AUTHOR=Jang Hye Ryoun , Cho Hyung Joon , Zhou Yang , Shao Ning-Yi , Lee Kyungho , Le Hoai Huong Thi , Jeon Junseok , Lee Jung Eun , Huh Wooseong , Ong Sang-Ging , Lee Won Hee , Kim Yoon-Goo
TITLE=Modeling Uremic Vasculopathy With Induced Pluripotent Stem Cell-Derived Endothelial Cells as a Drug Screening System
JOURNAL=Frontiers in Cell and Developmental Biology
VOLUME=8
YEAR=2021
URL=https://www.frontiersin.org/journals/cell-and-developmental-biology/articles/10.3389/fcell.2020.618796
DOI=10.3389/fcell.2020.618796
ISSN=2296-634X
ABSTRACT=Background: Cardiovascular complications are the leading cause of mortality in patients with chronic kidney disease (CKD). Uremic vasculopathy plays a crucial role in facilitating the progression of cardiovascular complications in advanced CKD. However, the improvement of conventional research methods could provide further insights into CKD.
Objectives: In this study, we aimed to develop a novel model of uremic vasculopathy as a potential drug screening system.

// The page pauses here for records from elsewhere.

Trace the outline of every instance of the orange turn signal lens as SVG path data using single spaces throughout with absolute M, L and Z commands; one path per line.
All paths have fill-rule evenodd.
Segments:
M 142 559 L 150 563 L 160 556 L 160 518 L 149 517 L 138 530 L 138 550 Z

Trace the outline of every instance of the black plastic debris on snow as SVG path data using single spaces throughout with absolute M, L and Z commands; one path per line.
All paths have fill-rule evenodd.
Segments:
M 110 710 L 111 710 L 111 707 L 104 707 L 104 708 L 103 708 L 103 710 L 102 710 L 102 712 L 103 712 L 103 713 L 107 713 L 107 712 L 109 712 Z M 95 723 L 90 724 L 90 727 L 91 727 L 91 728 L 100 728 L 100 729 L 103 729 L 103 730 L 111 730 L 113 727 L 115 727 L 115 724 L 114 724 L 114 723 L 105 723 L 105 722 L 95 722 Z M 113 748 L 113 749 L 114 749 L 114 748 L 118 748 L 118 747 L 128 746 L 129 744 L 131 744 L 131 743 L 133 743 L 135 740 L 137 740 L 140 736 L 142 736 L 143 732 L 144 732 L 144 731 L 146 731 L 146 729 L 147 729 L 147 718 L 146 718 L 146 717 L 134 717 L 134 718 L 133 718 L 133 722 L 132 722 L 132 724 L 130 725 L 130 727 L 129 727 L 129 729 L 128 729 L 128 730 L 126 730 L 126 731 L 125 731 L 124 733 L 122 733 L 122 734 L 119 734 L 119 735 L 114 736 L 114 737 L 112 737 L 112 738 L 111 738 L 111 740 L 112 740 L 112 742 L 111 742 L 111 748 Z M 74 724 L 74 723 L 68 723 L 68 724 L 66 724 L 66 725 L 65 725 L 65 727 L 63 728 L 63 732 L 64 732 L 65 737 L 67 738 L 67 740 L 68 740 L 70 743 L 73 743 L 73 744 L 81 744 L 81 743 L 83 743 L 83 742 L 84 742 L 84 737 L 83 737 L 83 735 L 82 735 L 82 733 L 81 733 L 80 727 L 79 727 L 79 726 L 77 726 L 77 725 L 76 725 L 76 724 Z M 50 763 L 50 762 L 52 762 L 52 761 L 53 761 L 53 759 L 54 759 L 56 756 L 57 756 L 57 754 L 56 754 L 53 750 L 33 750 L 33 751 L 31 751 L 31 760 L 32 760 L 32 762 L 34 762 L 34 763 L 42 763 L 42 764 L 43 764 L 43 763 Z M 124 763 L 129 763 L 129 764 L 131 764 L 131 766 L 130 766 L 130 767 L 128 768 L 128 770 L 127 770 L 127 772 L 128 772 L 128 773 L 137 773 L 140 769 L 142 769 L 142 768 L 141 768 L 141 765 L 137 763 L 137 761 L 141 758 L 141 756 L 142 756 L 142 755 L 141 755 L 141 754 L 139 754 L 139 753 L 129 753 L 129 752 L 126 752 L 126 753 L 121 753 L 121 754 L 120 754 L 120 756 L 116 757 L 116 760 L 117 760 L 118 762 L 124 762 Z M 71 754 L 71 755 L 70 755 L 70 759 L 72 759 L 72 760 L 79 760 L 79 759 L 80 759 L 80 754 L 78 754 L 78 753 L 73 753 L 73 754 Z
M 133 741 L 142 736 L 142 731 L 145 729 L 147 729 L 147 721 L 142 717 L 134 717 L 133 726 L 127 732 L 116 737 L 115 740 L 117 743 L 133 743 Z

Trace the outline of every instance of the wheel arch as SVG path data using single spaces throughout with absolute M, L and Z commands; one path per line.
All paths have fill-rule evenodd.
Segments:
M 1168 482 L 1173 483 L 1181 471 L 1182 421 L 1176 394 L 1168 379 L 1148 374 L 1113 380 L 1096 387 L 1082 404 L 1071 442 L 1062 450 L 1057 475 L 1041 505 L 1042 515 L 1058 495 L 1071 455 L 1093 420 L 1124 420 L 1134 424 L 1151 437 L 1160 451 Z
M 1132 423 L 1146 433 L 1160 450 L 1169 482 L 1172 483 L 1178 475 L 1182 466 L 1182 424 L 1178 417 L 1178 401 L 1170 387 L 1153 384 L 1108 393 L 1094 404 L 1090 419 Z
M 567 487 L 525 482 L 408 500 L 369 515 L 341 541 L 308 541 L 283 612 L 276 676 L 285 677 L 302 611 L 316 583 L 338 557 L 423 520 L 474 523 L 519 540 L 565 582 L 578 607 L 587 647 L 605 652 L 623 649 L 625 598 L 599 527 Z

Methods and Results: The effects of uremic serum and different combinations of uremic toxins on induced pluripotent stem cell (iPSC)-derived endothelial cells (ECs) of a normal control and a CKD patient were investigated using several functional assays. We found that a mixture of uremic toxins composed of high urea, creatinine, uric acid, and indoxyl sulfate exerted deleterious effects on normal control iPSC-ECs that were comparable to uremic serum by increasing reactive oxygen species and apoptosis, as well as suppression of tube formation. Additional characterization revealed a potential involvement of dysregulated TGF-β signaling as treatment with either losartan or TGF-β inhibitors led to the attenuation of adverse effects induced by uremic toxins. Importantly, impaired wound healing potential seen in CKD patient-specific iPSC-ECs was rescued by treatment with losartan and TGF-β inhibitors.
Conclusion: Our study demonstrated that simplified uremic toxin mixtures can simulate the uremic micromilieu reproducibly and CKD patient-specific iPSC-ECs can potentially recapitulate susceptibility to uremic vasculopathy. This novel model of uremic vasculopathy may provide a new research tool as a drug screening system.